Poland’s Crooked Forest. (reddit.com)
The curved trunks of this grove of trees known as the Crooked Forest, in Poland, planted in 1930 when the land was in Pomerania, then part of Germany, raises interesting challenges for landscape architects. On the website iflscience.com, Justine Alford wondered “What Could Have Caused Poland’s Crooked Forest,” ruminating on why we know so little of how this happened. Few things in nature are as enticing as trees that seem to have grown in defiance of the rules of botany – most trees and their branches reach for the sun to offer their leaves the nourishment of photosynthesis.
Wikipedia describes the reigning ignorance regarding how the 400 or so pines of the Crooked Forest got that way:
The Crooked Forest (Polish: Krzywy Las), is a grove of oddly-shaped pine trees located outside Nowe Czarnowo, West Pomerania, Poland.

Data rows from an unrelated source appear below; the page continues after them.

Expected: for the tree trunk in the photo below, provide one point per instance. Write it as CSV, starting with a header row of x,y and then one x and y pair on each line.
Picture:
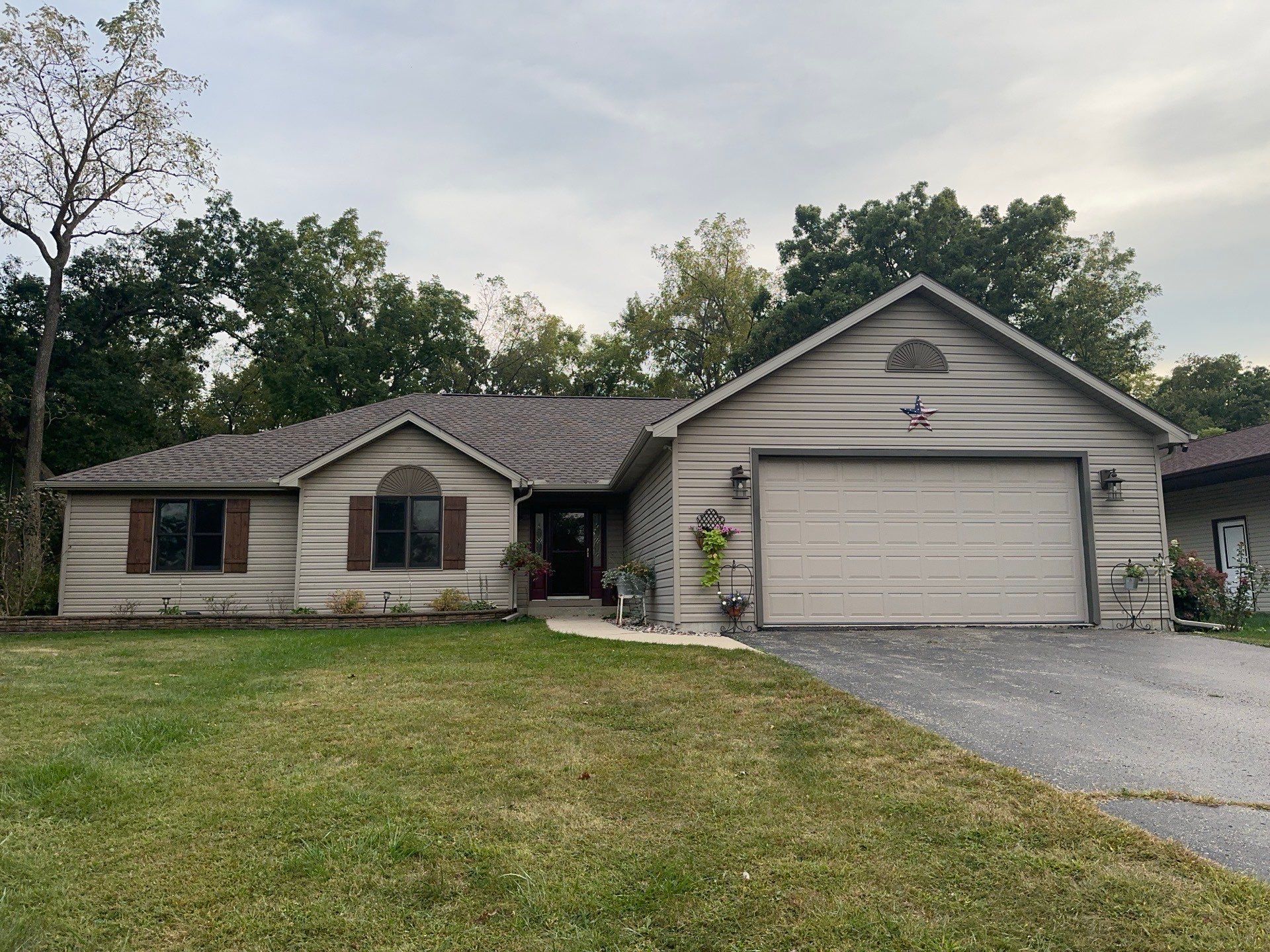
x,y
32,541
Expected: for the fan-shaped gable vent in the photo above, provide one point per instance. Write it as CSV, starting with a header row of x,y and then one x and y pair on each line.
x,y
409,481
917,356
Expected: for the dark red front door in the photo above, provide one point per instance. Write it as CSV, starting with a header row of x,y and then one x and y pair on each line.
x,y
570,553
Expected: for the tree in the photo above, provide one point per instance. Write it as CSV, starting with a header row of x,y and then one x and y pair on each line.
x,y
1079,296
524,348
126,375
704,311
1210,395
91,143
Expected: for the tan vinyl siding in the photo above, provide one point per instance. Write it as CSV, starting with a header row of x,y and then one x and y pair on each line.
x,y
613,543
1191,512
324,522
840,397
95,550
651,535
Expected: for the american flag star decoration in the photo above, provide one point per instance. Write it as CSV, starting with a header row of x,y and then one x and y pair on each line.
x,y
919,415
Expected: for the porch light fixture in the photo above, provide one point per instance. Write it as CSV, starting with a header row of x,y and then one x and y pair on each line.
x,y
1111,484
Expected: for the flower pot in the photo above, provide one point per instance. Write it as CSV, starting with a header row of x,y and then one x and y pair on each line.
x,y
630,586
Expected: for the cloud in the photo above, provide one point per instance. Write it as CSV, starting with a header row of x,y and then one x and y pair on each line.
x,y
556,143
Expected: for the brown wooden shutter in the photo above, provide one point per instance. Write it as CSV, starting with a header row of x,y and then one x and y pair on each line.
x,y
454,534
238,528
361,518
142,534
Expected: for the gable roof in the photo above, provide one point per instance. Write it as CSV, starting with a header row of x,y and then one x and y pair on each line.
x,y
553,441
1227,454
952,302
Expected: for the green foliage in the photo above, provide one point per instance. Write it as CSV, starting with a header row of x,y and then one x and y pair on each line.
x,y
713,545
1238,603
1079,296
1197,587
702,313
347,602
635,569
1209,395
448,601
521,559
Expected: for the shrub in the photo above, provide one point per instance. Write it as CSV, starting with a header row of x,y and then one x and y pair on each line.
x,y
347,602
1238,604
521,559
1198,588
448,601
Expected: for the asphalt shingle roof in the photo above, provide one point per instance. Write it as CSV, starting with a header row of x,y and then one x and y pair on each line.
x,y
1226,448
546,440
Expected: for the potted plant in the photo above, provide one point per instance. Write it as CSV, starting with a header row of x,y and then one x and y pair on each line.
x,y
733,603
632,578
1133,574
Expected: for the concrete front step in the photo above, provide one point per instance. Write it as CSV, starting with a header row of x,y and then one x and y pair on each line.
x,y
570,608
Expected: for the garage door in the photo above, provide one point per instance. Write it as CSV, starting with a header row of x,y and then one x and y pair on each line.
x,y
901,541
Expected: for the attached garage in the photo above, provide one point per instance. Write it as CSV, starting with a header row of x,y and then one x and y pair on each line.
x,y
931,539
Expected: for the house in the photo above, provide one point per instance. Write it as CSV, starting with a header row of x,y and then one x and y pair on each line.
x,y
1217,496
920,461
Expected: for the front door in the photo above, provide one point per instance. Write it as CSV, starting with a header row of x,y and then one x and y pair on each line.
x,y
1232,545
570,553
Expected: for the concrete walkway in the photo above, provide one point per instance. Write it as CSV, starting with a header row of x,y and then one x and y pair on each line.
x,y
600,629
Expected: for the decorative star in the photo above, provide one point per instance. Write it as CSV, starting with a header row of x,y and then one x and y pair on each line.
x,y
919,415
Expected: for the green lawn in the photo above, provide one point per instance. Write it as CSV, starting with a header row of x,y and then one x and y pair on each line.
x,y
505,787
1255,633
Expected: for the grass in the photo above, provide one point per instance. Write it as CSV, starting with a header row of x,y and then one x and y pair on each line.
x,y
505,787
1255,633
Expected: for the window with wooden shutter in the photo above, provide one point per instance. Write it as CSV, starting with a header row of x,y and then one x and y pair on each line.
x,y
361,522
454,534
238,530
142,526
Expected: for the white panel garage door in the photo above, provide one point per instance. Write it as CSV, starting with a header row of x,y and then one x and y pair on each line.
x,y
864,541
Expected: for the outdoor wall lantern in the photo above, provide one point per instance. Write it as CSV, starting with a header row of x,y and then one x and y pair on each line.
x,y
1111,484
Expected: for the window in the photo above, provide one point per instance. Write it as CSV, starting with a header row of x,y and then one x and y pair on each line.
x,y
408,532
190,535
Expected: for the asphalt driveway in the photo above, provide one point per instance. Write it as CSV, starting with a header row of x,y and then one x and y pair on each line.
x,y
1083,710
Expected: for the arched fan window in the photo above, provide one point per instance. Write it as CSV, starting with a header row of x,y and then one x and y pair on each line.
x,y
408,481
917,356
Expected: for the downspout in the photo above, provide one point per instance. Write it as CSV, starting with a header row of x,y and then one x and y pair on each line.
x,y
516,530
1169,597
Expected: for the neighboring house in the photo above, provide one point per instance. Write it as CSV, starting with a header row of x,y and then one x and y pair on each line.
x,y
1217,496
850,510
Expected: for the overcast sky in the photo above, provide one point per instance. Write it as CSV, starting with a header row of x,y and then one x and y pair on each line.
x,y
556,143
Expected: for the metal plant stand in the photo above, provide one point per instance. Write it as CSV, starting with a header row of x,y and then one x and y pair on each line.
x,y
1132,592
734,602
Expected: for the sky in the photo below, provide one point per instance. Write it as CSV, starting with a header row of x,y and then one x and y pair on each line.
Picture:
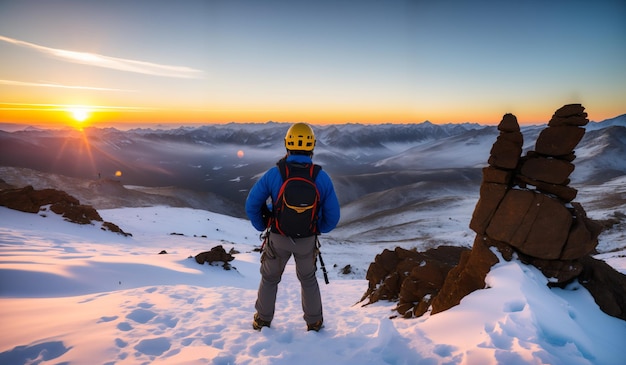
x,y
320,62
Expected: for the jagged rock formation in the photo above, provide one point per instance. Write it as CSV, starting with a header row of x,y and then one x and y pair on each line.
x,y
29,200
525,210
410,276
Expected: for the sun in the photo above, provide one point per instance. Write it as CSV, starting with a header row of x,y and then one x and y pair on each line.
x,y
79,114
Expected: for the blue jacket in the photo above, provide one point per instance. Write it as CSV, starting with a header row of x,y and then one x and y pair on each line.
x,y
270,184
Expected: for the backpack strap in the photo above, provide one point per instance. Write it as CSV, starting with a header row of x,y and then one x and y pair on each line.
x,y
283,167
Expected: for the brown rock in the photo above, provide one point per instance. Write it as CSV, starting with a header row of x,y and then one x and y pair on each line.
x,y
606,285
527,220
505,154
498,176
550,170
490,197
509,214
569,110
468,276
565,193
583,235
509,123
559,272
551,224
559,141
217,253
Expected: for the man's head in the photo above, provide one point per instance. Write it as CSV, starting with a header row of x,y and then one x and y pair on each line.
x,y
300,139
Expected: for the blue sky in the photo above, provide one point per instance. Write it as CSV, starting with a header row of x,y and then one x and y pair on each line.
x,y
318,62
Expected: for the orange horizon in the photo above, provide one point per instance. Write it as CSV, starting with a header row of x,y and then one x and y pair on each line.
x,y
54,115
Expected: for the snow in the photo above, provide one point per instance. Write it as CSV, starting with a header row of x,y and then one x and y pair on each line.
x,y
72,294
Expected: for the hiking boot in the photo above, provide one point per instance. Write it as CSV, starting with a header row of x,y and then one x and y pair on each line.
x,y
258,323
316,326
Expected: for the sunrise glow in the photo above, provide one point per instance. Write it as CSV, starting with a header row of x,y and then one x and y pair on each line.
x,y
79,114
202,65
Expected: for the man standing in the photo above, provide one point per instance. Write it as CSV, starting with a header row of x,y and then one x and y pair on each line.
x,y
283,241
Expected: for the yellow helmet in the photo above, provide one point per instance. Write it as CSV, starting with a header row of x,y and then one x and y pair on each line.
x,y
300,137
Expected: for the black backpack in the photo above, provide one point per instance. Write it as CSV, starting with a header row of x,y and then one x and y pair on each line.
x,y
295,211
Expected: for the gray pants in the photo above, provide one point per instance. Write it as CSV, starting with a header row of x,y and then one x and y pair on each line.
x,y
277,252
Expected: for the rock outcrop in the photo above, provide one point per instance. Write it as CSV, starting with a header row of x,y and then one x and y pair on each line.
x,y
525,210
216,254
29,200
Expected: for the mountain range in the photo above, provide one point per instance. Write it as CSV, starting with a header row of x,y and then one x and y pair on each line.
x,y
377,169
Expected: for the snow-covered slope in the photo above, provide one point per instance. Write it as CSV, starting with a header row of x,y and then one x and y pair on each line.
x,y
73,294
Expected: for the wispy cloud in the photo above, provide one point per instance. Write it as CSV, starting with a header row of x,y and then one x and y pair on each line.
x,y
115,63
53,85
65,107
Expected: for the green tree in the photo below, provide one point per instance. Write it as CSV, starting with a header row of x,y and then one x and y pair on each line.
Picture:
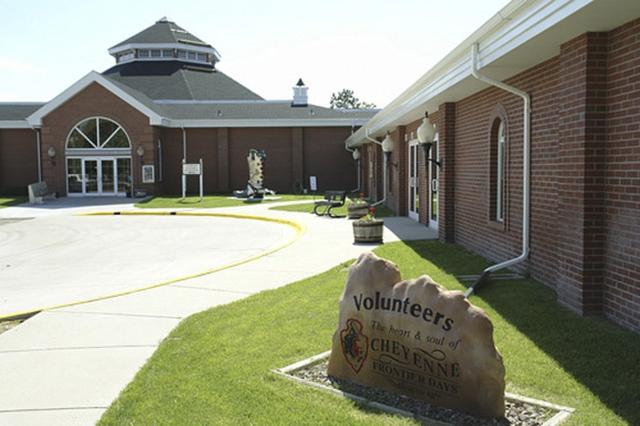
x,y
345,99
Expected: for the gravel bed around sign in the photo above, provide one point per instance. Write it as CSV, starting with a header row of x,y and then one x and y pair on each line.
x,y
516,413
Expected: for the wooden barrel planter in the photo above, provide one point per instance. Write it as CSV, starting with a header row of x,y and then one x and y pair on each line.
x,y
356,211
368,231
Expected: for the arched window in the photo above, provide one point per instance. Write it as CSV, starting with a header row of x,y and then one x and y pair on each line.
x,y
497,175
98,133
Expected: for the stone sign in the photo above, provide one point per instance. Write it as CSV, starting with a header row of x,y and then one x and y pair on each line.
x,y
415,338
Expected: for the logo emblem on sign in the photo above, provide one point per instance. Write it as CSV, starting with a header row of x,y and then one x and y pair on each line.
x,y
355,345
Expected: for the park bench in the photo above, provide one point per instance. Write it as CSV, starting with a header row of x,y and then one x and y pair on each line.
x,y
38,192
332,200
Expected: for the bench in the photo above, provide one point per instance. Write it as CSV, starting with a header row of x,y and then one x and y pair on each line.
x,y
38,192
332,200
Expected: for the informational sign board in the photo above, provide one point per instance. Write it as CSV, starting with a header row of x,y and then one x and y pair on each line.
x,y
196,169
191,169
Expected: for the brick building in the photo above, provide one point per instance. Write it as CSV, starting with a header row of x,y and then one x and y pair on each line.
x,y
165,101
576,220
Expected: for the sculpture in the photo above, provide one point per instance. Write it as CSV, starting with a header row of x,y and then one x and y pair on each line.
x,y
254,190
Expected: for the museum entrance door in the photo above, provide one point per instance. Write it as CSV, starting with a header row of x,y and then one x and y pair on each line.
x,y
98,176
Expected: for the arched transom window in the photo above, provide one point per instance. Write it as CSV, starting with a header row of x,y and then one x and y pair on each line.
x,y
98,133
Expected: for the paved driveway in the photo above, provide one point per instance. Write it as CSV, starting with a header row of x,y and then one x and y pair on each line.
x,y
56,259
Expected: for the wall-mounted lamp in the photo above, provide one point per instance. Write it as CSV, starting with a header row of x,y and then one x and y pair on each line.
x,y
387,145
426,137
356,154
140,153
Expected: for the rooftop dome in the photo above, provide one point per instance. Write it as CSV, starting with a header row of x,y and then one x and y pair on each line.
x,y
165,41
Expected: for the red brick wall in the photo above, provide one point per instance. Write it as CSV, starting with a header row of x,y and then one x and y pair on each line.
x,y
293,154
474,116
582,137
94,100
398,191
326,158
622,178
18,160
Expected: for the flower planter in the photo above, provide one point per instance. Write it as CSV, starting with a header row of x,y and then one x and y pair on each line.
x,y
368,231
356,211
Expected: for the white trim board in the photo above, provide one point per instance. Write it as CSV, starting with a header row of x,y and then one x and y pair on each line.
x,y
15,124
35,119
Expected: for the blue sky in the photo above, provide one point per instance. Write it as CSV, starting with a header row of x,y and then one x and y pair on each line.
x,y
377,48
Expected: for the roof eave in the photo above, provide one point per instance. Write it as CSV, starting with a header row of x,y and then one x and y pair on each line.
x,y
518,22
35,119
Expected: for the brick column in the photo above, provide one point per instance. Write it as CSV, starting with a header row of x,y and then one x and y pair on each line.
x,y
223,159
398,188
580,175
297,155
446,192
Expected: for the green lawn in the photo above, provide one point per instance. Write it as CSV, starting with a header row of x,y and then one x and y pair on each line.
x,y
12,200
381,211
212,201
215,366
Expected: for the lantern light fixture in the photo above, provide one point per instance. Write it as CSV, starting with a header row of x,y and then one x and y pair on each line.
x,y
356,154
426,137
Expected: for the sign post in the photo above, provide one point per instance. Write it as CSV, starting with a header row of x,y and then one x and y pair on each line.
x,y
193,169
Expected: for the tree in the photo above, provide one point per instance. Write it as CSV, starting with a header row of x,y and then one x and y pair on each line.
x,y
345,99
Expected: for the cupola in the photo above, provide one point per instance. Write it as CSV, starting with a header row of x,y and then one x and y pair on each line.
x,y
165,41
300,97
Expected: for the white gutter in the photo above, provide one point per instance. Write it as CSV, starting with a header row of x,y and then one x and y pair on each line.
x,y
526,135
384,170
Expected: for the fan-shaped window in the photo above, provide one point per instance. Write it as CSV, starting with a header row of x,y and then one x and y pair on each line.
x,y
98,133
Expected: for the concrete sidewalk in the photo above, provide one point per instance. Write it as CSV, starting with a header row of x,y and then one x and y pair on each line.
x,y
66,366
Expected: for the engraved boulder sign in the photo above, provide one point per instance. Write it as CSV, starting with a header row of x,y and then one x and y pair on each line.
x,y
417,339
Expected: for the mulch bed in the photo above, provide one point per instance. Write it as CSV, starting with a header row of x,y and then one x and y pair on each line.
x,y
516,413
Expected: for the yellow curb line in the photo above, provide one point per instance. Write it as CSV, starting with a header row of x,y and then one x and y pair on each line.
x,y
299,228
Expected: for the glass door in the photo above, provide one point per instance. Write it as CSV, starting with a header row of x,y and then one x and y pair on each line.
x,y
123,175
107,177
75,182
414,193
434,171
91,177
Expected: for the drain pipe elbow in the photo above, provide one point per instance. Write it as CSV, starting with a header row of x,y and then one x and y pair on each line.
x,y
526,165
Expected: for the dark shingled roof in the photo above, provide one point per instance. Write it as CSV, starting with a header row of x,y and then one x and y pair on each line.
x,y
258,110
164,31
17,111
178,80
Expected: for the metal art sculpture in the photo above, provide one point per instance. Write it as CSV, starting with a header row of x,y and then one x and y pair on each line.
x,y
254,190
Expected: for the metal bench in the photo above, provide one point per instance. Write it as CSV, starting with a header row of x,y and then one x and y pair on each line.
x,y
332,200
38,192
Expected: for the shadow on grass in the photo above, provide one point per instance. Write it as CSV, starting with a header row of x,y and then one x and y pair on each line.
x,y
595,352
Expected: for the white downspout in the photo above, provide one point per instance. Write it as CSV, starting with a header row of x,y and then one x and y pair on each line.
x,y
38,153
525,168
358,172
384,170
184,160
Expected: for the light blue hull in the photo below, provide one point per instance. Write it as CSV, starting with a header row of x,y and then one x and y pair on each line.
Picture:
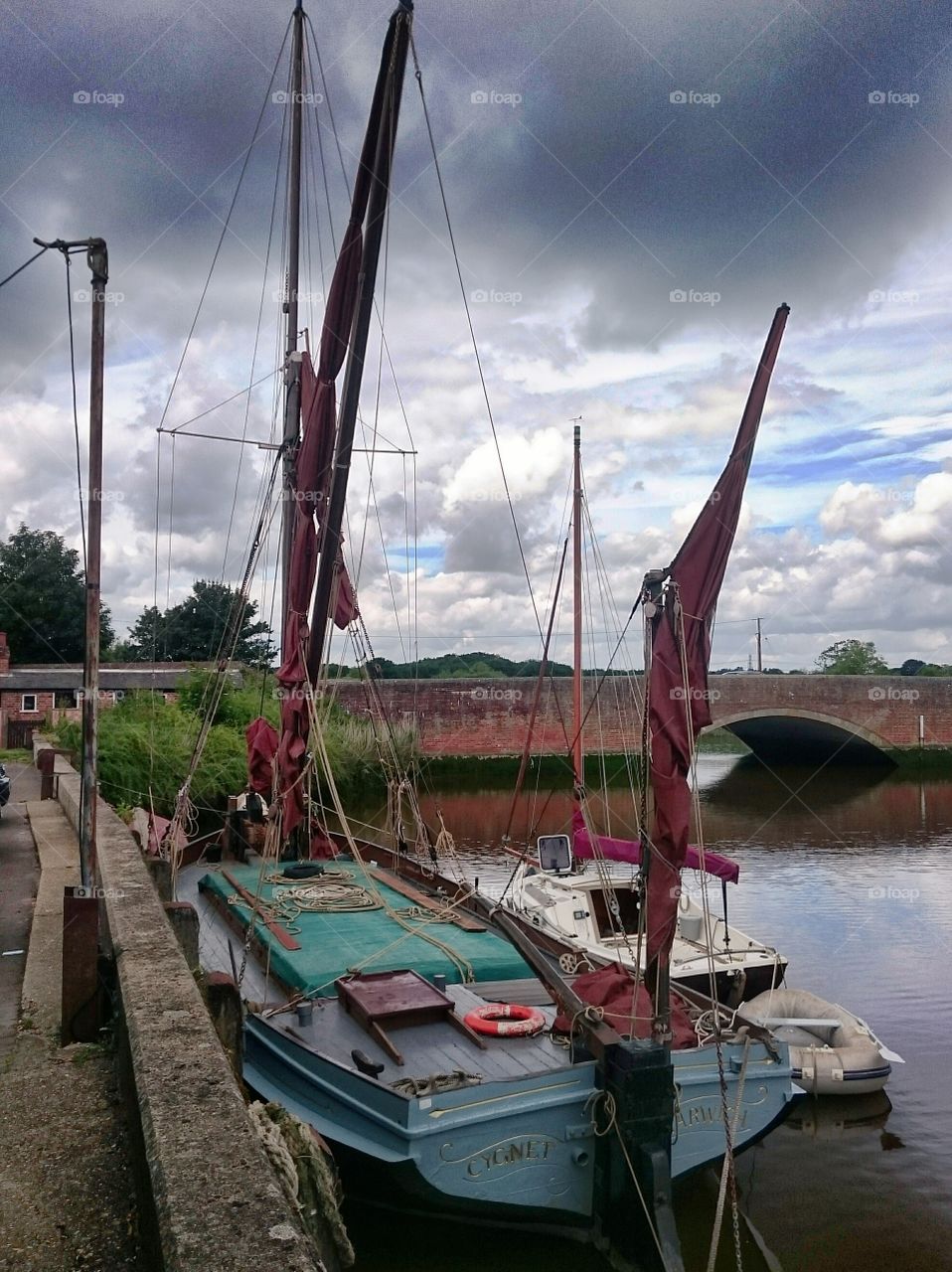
x,y
521,1150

This grove of approximately 400 pines was planted around 1930, when its location was still within the German province of Pomerania. It is generally believed that some form of human tool or technique was used to make the trees grow this way, but the method and motive are not currently known.[1] It has been speculated that the trees may have been deformed to create naturally curved timber for use in furniture or boat building [2] Others surmise that a snowstorm could have knocked the trees like this, but to date nobody knows what really happened to these pine trees.
Imagine a marvelous garden whose creator understood how to foster a similar curvature of this magnitude in the garden’s little forest. Landscape architects, I am sure, already know of methods to form unnatural shapes in the trunks of trees. Grow them close to the side of a building, for example, as in this grove of street trees – grape vines, actually, apparently in Jerez, Spain.